A truck! Crap, I forgot!

If you planned well ahead and reserved your truck, you’re part of an admirable, enviable minority. If you’re moving tomorrow and haven’t started comparing rental trucks for moving? May the gods of the move be with you. (But seriously, we”re here to help.) Deciding what size truck to get to searching for a decent deal, renting a truck blindly can be as bumpy as driving one, so here are some key areas to focus on for smoothing things out.

Properly Measure How Much You Need to Move by Trying This

For most people, it’s hard to believe how much stuff they really have. It’s even harder trying to figure out how big a truck they’ll need.
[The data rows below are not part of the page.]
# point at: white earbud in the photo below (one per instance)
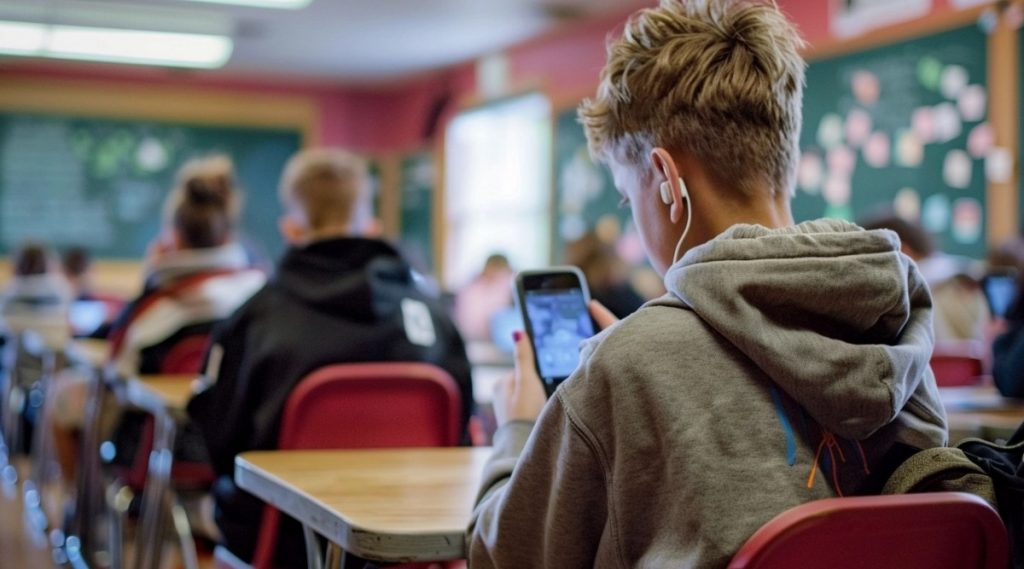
(667, 199)
(667, 193)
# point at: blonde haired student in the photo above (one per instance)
(786, 363)
(338, 297)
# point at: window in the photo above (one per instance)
(498, 186)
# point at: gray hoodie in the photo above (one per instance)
(780, 368)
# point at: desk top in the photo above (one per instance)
(398, 506)
(92, 351)
(971, 409)
(160, 393)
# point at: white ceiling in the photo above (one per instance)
(341, 40)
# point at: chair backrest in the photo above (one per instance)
(365, 405)
(906, 531)
(185, 356)
(957, 363)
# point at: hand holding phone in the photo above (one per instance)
(554, 305)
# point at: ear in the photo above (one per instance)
(294, 232)
(666, 171)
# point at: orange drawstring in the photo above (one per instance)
(828, 441)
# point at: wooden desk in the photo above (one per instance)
(391, 506)
(157, 394)
(94, 352)
(980, 411)
(165, 397)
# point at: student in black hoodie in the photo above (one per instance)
(337, 298)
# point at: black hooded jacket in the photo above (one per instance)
(335, 301)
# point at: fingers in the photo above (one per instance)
(602, 316)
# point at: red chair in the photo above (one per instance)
(958, 363)
(184, 357)
(365, 405)
(932, 530)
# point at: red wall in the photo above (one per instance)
(564, 64)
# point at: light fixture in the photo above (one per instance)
(282, 4)
(115, 45)
(17, 38)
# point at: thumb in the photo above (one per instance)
(602, 316)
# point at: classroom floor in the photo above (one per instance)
(16, 543)
(20, 549)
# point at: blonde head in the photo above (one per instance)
(721, 80)
(327, 187)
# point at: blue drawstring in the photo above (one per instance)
(791, 440)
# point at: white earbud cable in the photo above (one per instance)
(679, 246)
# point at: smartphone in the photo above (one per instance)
(1000, 292)
(553, 303)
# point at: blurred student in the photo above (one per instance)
(486, 295)
(196, 275)
(782, 367)
(77, 266)
(606, 274)
(1007, 332)
(196, 272)
(337, 298)
(37, 297)
(960, 310)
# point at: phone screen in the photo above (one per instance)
(1000, 292)
(557, 318)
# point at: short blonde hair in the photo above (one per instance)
(329, 186)
(721, 80)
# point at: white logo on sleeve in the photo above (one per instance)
(419, 324)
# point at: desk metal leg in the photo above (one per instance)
(88, 486)
(313, 560)
(150, 541)
(335, 558)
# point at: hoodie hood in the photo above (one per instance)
(836, 315)
(357, 278)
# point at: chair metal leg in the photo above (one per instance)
(119, 498)
(148, 541)
(183, 531)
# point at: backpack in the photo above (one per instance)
(1005, 465)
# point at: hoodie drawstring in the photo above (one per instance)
(791, 439)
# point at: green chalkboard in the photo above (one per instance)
(100, 183)
(585, 193)
(416, 217)
(901, 127)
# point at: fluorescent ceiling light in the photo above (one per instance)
(285, 4)
(114, 45)
(22, 39)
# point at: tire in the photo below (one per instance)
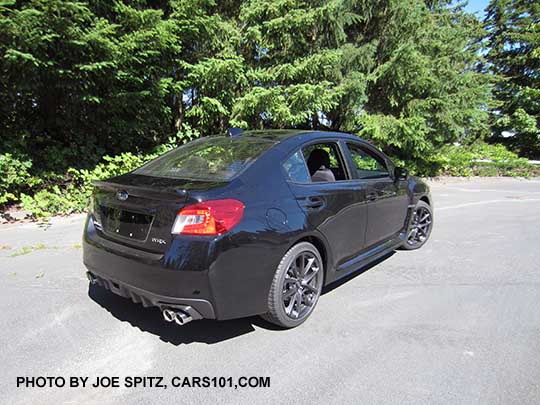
(296, 286)
(420, 227)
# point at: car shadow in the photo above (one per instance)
(207, 331)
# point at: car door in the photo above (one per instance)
(336, 208)
(387, 199)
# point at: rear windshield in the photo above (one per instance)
(210, 158)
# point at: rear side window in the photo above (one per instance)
(207, 159)
(367, 164)
(296, 169)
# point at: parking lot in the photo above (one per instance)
(457, 321)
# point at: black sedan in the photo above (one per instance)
(257, 223)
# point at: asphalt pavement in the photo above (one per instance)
(457, 321)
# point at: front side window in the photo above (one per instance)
(207, 159)
(367, 164)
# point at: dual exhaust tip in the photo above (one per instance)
(180, 317)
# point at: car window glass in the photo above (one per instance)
(324, 162)
(296, 169)
(367, 164)
(207, 159)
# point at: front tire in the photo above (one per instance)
(421, 225)
(296, 286)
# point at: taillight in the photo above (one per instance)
(213, 217)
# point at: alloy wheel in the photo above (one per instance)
(420, 226)
(301, 286)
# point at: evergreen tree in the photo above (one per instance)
(513, 54)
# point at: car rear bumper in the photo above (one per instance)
(196, 308)
(222, 278)
(144, 278)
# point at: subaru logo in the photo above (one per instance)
(122, 195)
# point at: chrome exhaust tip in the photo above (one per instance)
(91, 278)
(168, 315)
(181, 318)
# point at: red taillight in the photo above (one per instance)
(213, 217)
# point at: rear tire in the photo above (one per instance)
(420, 228)
(296, 286)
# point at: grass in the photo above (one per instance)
(29, 249)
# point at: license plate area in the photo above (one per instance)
(128, 224)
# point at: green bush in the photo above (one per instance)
(15, 177)
(70, 193)
(482, 159)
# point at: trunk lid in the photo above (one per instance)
(139, 211)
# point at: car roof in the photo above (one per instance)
(279, 135)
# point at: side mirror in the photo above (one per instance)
(400, 173)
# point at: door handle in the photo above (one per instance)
(314, 203)
(371, 196)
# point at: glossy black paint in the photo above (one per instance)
(352, 222)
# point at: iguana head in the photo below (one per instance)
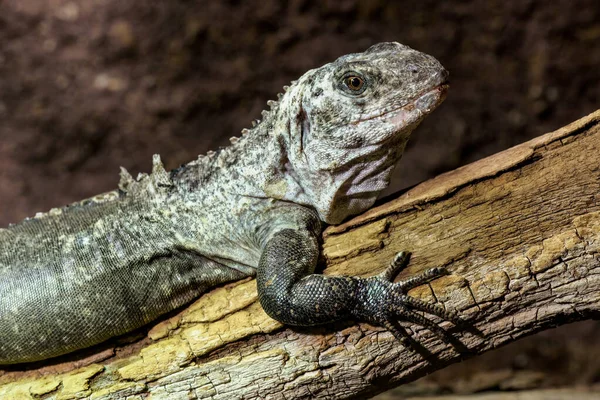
(348, 123)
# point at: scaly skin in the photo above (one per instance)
(77, 276)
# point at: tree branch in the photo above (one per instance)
(519, 231)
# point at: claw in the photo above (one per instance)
(422, 278)
(431, 308)
(400, 261)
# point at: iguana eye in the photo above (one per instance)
(354, 82)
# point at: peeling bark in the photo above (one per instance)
(519, 232)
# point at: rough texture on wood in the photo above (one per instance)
(519, 231)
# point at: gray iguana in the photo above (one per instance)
(79, 275)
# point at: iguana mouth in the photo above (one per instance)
(425, 102)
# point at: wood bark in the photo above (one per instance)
(519, 232)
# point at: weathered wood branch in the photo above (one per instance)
(519, 231)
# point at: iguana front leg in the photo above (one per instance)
(291, 293)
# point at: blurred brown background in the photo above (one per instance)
(87, 86)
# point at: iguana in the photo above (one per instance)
(79, 275)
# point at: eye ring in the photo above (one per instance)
(354, 82)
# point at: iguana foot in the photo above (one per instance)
(382, 302)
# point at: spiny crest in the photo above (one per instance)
(272, 104)
(146, 185)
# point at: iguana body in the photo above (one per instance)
(77, 276)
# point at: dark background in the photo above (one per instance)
(88, 86)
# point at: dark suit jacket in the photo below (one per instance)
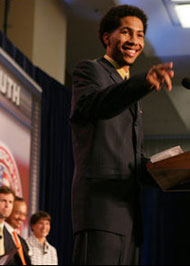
(107, 145)
(9, 245)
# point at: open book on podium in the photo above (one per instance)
(171, 169)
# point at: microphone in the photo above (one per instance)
(186, 83)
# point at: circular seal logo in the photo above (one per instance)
(9, 174)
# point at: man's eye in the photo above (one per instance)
(125, 32)
(141, 36)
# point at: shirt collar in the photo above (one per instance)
(121, 71)
(9, 228)
(36, 242)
If you’ve rented a truck before, your experience will be invaluable, but if this is your first time, don’t underestimate how bulky your world has become!

Not a blind endorsement for Penske, but it’s a valuable tool


General packing guidelines, based off a typical move

Penske’s online “Truck Wizard can help determine what size truck you’ll need. Inputting items like furniture and appliances is easy. But estimating how many boxes of varying sizes you’ll have is tough if you haven’t already packed up. As an experiment, I tried it out using my own place. At first, I couldn’t believe I’d need that big a truck. But the next size down ended up being too small. 

Finding out halfway through your move that your stuff won’t fit in your truck is a nightmare you don’t want to live through. So when estimating how much stuff you have, be over the top thorough. And don’t forget all that stuff in the closets and the garage!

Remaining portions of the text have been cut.